# Data Cleaning and Labeling for Safety Observations

This notebook cleans the observation data and labels each entry as 'Safe' or 'Unsafe' based on the type of reporting.

In [None]:
import pandas as pd

# Load Excel
file_path = "Observations_Raw.xlsx"
excel_data = pd.ExcelFile(file_path)
df = excel_data.parse('ACTIVE Cards')

# Clean column names
df.columns = [col.strip().replace('\n', ' ').replace('\r', ' ').replace('  ', ' ') for col in df.columns]

# Keep only necessary columns
df = df[['Type of reporting', 'Observation']]
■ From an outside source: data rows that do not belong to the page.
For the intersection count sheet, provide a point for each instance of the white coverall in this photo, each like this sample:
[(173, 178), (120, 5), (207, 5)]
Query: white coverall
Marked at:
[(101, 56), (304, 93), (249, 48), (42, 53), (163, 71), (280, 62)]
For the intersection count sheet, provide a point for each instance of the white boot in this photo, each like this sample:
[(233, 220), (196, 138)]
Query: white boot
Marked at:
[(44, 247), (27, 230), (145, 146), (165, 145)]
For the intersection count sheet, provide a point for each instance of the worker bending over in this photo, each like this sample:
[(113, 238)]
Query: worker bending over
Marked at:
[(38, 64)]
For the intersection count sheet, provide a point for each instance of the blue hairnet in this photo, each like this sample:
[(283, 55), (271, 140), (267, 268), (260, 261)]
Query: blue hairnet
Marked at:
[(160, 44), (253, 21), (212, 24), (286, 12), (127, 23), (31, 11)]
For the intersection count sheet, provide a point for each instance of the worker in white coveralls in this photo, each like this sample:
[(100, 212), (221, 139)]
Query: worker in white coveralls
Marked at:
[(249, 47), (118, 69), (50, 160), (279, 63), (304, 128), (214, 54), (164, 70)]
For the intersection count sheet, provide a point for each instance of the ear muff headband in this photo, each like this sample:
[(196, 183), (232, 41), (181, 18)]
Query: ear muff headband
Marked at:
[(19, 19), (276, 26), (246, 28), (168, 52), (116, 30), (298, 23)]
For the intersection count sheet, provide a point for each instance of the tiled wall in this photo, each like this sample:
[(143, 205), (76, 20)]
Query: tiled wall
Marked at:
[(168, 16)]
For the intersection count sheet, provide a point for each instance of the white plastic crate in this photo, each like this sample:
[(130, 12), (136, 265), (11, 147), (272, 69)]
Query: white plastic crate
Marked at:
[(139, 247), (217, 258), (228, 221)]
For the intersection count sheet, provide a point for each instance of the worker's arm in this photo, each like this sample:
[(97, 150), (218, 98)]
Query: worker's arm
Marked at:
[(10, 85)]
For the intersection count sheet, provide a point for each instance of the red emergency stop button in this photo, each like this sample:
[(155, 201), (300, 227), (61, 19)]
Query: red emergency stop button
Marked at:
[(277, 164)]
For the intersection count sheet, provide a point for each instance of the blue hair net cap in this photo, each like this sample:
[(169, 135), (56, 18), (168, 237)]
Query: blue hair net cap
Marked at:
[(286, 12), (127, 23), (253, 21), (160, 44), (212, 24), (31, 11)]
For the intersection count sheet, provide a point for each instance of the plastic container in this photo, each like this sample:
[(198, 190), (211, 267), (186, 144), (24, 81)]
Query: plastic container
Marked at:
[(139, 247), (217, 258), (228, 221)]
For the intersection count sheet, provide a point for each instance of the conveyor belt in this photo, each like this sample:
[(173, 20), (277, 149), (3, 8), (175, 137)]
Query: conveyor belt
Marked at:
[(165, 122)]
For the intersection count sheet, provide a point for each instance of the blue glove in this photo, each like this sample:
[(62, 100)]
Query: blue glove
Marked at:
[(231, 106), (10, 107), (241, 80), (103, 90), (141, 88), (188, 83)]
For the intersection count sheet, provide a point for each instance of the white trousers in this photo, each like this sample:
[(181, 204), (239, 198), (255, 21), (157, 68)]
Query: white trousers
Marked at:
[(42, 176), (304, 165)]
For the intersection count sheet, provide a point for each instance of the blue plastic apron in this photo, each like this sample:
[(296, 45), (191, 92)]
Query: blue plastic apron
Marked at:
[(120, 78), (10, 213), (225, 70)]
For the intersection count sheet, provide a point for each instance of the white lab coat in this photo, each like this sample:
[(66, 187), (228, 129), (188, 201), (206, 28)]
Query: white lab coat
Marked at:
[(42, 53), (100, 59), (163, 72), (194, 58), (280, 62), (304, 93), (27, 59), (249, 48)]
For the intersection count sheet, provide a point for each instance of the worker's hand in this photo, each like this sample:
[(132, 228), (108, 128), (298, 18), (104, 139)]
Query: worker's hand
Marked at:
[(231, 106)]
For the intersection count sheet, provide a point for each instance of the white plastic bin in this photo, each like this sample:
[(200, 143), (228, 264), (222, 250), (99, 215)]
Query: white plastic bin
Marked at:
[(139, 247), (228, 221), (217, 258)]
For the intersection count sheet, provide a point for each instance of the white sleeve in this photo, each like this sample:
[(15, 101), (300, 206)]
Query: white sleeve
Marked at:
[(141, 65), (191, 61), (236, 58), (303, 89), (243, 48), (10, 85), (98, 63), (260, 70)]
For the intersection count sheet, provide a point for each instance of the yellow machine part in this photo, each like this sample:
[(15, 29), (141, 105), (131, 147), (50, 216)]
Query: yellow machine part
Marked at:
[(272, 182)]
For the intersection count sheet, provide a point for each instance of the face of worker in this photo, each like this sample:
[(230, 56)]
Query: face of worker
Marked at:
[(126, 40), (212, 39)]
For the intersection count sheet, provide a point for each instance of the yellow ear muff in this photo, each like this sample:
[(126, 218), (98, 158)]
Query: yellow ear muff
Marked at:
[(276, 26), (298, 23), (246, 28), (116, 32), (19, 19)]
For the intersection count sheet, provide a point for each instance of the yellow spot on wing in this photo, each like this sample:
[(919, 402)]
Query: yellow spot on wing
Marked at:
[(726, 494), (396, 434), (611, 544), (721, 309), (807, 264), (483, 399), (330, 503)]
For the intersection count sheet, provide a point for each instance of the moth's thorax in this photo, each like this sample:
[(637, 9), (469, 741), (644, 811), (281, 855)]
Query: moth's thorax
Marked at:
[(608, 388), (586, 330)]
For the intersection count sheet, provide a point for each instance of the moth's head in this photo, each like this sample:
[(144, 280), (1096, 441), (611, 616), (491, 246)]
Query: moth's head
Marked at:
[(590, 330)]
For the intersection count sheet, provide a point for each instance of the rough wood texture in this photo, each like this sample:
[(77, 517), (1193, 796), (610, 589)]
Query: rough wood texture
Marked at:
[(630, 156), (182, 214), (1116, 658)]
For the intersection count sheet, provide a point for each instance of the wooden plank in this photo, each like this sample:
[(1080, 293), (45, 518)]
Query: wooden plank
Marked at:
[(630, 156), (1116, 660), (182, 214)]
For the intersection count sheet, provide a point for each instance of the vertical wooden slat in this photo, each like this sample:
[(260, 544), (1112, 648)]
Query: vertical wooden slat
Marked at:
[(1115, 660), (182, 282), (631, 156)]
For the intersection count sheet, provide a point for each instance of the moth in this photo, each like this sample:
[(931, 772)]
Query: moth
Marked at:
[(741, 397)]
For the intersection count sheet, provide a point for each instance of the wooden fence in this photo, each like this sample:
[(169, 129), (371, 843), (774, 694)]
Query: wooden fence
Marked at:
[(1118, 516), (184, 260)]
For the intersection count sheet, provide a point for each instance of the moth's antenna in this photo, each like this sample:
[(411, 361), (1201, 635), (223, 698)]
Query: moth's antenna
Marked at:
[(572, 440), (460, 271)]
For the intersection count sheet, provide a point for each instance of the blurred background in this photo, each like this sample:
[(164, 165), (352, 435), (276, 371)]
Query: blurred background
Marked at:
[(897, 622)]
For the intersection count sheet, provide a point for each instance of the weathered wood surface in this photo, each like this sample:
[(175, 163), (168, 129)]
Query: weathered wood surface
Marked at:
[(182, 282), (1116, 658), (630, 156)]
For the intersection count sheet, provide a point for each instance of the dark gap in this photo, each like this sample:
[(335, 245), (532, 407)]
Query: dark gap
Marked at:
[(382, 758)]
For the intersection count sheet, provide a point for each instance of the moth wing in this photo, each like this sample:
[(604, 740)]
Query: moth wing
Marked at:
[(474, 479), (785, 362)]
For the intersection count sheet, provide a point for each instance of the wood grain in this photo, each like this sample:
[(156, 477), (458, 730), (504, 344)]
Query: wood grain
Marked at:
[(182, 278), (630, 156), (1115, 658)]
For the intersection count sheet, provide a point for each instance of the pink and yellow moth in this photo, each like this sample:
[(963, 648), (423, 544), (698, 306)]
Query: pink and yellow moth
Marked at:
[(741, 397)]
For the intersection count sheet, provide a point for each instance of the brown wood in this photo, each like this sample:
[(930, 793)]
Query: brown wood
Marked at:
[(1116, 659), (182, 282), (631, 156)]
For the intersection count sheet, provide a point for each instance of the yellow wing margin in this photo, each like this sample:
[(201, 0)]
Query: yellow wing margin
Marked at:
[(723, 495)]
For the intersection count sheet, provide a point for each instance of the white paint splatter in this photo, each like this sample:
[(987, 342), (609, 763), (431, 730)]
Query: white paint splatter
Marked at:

# Drop duplicate observations
df = df.drop_duplicates(subset='Observation')

# Remove 'Proposed Improvement'
df = df[df['Type of reporting'] != 'Proposed Improvement']

# Remove null or empty observations
df = df[df['Observation'].notna() & (df['Observation'].str.strip() != '')]

# Add Label column
def assign_label(x):
    if x == "Re ACTIVE (Negative Observation)" or x == "Unsafe Act":
        return "Unsafe"
    elif x == "Pro ACTIVE (Positive Observation)":
        return "Safe"
    else:
        return ""

df['Label'] = df['Type of reporting'].apply(assign_label)

# Reset index
df = df.reset_index(drop=True)

# Summary info
print("Total rows after cleaning:", len(df))
df.head()


In [None]:
df.tail()